Para o coreógrafo, a missão da companhia nacional é trabalhar um largo campo da dança, e hoje esse campo não para de aumentar: “Se há uma parte de repertório de há cem anos que se continua a apresentar, o campo da contemporaneidade está muito maior, mesmo em termos da multidisciplinaridade e nos diálogos que temos de ter com outras áreas artísticas, sem esquecer as novas tecnologias”.
“O desafio é articular e conjugar toda essa panóplia de possibilidades para públicos que querem ver mais clássico ou contemporâneo”, um debate que tem marcado estas cinco décadas da existência da CNB.

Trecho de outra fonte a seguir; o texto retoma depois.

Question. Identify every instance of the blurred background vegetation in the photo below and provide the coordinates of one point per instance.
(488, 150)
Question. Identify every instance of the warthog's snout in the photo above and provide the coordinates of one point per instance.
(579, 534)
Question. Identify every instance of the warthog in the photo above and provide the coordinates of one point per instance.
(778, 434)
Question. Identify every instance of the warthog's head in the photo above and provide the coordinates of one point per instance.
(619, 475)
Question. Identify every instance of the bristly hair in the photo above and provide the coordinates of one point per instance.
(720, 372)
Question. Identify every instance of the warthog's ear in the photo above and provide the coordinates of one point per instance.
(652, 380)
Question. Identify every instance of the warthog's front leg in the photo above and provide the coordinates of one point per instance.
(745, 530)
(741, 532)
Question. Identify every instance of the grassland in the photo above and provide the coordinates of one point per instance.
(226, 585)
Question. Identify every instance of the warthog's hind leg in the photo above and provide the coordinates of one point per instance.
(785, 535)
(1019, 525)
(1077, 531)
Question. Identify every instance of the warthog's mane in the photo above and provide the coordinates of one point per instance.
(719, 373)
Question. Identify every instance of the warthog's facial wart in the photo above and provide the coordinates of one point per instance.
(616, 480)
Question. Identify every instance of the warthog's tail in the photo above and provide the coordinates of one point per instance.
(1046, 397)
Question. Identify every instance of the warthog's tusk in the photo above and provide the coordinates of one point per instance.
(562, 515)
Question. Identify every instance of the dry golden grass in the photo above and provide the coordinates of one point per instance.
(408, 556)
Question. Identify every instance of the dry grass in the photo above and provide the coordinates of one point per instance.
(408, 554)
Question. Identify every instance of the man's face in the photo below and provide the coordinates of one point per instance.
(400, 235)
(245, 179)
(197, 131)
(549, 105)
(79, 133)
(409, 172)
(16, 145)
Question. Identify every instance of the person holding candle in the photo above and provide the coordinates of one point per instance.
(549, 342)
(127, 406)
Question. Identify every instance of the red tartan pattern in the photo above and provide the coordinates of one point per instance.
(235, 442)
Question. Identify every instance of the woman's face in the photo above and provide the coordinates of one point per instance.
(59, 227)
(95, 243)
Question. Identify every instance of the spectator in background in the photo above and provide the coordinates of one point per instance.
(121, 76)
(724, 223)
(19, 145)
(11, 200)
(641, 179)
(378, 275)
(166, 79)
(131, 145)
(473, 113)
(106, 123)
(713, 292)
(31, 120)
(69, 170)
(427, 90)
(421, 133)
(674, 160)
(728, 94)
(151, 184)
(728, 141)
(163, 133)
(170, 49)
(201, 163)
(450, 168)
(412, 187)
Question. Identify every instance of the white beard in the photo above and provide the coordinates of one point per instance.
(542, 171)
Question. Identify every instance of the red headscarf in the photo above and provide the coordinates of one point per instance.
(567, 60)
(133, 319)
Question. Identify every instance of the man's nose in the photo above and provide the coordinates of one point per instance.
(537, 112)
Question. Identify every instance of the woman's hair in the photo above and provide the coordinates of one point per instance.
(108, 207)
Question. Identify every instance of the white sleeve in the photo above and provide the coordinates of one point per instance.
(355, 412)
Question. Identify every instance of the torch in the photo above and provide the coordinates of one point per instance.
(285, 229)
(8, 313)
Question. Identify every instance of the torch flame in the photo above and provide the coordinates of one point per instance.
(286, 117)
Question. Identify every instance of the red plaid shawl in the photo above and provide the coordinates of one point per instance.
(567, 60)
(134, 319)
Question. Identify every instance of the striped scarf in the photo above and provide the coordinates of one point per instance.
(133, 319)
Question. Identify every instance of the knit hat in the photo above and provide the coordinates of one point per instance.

Questionado sobre a situação atual no mecenato na CNB, o novo diretor disse que pretende aprofundar essa dimensão em termos de dimensão e disponibilidade: “É uma questão difícil em Portugal, não só para a dança, mas para as artes em geral. São áreas distintas na sua essência, mas podem ter pontos em comum, e podemos criar diálogos de conteúdos e parcerias em benefícios” com os mecenas.
Até 2027, quando a CNB cumprir 50 anos de vida, Fernando Duarte quer criar “uma alameda de celebração”, recordando que a entidade “foi um primeiro fruto da liberdade da constituição de 1976”, após a revolução do 25 de Abril.